Camp compassion

A mechanic who served 20 years in the U.S. Air Force

During the Board of Supervisor’s hearing on closing the winter overflow shelter on April 15, I was struck by the reality of the plight of the homeless: they have nowhere to legally be. They’re not allowed by our society’s laws to be anywhere. Many of them asked at the hearing, “Just where are we supposed to go?”

Whether they’re homeless because of bad luck, bad decisions, or choice, they need a place where they can be during the day and the night, winter or summer. Many of the homeless want space, and cramming them into a modular trailer or other type of de-humanizing homeless shelter is not a permanent solution. For centuries, wanderers, drifters, hobos, gypsies, or today’s “homeless” have inhabited Earth. Whether it’s a desire to be free or a desire to be in touch with Mother Nature instead of the concrete canyons of the cities, many prefer only the shelter of a tent and a campfire.

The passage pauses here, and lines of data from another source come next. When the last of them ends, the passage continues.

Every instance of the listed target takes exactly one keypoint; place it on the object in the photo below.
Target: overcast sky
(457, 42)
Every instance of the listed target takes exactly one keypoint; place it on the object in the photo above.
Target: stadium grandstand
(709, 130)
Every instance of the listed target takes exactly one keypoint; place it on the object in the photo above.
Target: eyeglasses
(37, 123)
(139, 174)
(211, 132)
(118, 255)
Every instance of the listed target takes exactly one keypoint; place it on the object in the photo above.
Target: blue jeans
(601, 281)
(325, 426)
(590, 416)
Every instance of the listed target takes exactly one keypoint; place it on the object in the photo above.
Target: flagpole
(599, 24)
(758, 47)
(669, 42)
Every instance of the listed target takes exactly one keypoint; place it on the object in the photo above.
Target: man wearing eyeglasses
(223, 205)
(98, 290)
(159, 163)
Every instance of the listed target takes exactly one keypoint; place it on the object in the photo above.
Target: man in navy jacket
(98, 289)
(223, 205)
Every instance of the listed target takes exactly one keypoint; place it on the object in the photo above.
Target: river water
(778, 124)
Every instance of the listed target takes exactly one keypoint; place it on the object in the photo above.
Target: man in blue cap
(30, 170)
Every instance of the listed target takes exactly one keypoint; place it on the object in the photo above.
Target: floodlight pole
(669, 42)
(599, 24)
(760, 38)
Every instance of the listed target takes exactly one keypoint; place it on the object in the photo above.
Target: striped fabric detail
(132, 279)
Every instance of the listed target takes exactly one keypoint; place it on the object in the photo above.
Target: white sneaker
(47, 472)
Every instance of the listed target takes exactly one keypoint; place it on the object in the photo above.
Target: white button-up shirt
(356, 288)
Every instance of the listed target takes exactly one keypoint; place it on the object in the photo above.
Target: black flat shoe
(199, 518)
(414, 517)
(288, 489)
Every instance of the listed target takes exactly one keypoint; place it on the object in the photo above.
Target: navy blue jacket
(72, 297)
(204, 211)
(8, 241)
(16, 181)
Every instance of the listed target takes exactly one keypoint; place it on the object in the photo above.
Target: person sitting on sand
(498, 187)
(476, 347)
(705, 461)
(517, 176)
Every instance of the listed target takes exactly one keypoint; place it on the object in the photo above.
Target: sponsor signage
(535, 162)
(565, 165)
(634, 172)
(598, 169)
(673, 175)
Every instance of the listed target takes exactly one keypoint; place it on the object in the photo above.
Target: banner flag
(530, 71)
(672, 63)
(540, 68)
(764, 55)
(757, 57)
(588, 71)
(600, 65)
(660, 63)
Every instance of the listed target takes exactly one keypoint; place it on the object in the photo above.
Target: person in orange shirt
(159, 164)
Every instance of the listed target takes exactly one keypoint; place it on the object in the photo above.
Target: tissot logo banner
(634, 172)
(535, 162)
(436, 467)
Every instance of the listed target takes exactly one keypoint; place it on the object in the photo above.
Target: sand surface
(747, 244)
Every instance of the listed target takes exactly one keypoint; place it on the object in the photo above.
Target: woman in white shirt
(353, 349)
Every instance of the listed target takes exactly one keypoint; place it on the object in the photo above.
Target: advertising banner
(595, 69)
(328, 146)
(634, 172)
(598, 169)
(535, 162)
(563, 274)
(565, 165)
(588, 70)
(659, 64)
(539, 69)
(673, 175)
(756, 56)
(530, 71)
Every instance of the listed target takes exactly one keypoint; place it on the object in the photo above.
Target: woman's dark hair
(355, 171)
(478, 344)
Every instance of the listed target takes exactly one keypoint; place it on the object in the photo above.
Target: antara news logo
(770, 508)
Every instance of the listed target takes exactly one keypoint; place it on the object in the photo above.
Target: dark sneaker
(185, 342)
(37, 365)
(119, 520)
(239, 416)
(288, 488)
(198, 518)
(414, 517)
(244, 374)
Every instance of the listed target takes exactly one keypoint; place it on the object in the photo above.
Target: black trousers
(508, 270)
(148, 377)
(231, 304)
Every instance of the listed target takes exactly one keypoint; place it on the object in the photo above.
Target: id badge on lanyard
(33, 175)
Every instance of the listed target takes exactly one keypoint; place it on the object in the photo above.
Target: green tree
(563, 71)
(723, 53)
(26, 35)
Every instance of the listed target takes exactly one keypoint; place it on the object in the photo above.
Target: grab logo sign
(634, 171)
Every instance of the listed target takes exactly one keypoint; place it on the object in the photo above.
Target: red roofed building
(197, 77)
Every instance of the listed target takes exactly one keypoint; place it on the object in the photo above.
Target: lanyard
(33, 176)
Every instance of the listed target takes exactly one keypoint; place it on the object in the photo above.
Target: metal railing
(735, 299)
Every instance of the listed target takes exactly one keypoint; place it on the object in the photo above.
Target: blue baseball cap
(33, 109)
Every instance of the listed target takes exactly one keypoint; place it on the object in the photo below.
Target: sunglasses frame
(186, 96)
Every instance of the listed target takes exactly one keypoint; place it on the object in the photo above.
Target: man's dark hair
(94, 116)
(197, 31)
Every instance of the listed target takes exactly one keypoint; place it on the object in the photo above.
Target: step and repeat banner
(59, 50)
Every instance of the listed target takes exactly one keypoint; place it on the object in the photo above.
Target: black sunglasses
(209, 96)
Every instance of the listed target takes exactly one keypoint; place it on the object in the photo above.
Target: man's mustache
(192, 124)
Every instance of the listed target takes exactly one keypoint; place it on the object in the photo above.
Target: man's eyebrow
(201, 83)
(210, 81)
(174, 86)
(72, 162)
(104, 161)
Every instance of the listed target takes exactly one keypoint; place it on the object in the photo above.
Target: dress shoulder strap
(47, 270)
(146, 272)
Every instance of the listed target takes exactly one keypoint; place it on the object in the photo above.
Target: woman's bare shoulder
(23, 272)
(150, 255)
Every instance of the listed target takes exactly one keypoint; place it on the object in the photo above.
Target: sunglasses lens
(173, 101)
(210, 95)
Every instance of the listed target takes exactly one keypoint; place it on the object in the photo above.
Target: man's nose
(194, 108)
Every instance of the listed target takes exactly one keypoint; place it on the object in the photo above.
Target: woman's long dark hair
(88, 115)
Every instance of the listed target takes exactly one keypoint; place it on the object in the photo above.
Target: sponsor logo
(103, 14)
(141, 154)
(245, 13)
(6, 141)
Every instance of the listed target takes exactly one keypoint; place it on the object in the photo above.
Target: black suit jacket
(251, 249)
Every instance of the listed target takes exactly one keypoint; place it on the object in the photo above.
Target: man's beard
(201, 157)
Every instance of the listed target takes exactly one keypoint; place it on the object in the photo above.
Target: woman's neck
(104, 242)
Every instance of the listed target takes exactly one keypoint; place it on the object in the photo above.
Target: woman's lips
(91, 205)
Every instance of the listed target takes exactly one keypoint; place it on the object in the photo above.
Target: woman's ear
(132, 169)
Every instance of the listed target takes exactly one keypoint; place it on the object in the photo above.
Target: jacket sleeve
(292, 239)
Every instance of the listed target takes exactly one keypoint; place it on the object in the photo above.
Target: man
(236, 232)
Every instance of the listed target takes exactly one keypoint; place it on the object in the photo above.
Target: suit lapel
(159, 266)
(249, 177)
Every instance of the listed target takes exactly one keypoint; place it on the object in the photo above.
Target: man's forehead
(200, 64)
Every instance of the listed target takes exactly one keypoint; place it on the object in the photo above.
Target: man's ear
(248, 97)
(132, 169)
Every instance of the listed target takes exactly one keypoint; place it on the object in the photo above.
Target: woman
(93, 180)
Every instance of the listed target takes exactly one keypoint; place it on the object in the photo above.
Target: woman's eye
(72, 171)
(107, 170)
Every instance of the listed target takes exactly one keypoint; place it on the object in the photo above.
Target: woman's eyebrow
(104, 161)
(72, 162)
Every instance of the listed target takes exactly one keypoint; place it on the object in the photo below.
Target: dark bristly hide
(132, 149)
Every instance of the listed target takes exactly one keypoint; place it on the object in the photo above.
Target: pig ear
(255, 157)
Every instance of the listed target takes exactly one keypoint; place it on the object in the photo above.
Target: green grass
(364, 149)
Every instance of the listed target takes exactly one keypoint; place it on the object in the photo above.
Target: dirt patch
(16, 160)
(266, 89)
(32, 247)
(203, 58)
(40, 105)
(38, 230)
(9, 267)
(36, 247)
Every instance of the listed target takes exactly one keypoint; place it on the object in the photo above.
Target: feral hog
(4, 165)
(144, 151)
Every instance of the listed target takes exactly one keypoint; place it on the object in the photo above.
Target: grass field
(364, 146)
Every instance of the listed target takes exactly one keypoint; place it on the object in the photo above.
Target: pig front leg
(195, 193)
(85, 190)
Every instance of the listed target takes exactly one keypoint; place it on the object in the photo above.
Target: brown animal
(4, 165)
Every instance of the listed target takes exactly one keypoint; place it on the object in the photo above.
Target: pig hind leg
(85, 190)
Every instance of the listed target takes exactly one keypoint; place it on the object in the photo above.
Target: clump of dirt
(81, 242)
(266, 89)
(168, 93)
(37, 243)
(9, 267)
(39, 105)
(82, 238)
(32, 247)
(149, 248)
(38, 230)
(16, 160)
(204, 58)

I suggest that we acknowledge this reality and provide these people with a place to exist without being in violation of loitering or trespassing laws. We need to create places where the homeless can camp legally within city boundaries. Bring the services typically provided at shelters or centers like Loaves & Fishes there, as well as portable toilets and showers.

Envision an environment much like a Renaissance faire where the homeless could live without harassment, with space for each individual and family and controls for health and safety. It would be a lot cheaper to provide tents for the homeless than to build shelters, apartments or “Quinn Cottages” for them. This arrangement would allow the American River Parkway to be used again for its intended recreational purposes. We should insist that the homeless otherwise remove themselves from our American River Parkway where camping is both illegal and unhealthy.

This public policy change would require concessions from both sides of the homeless issue. Advocates for the homeless would have to concede that shelter for the homeless would not be permanent shelters. Likewise, taxpayers would have to recognize society’s responsibility to find and provide a place for the homeless to reside and to subsidize its costs. All communities need to step up to this responsibility, not just Sacramento, including Placer and El Dorado counties that currently shun their homeless responsibilities, and by their inaction, force the homeless to congregate in Sacramento.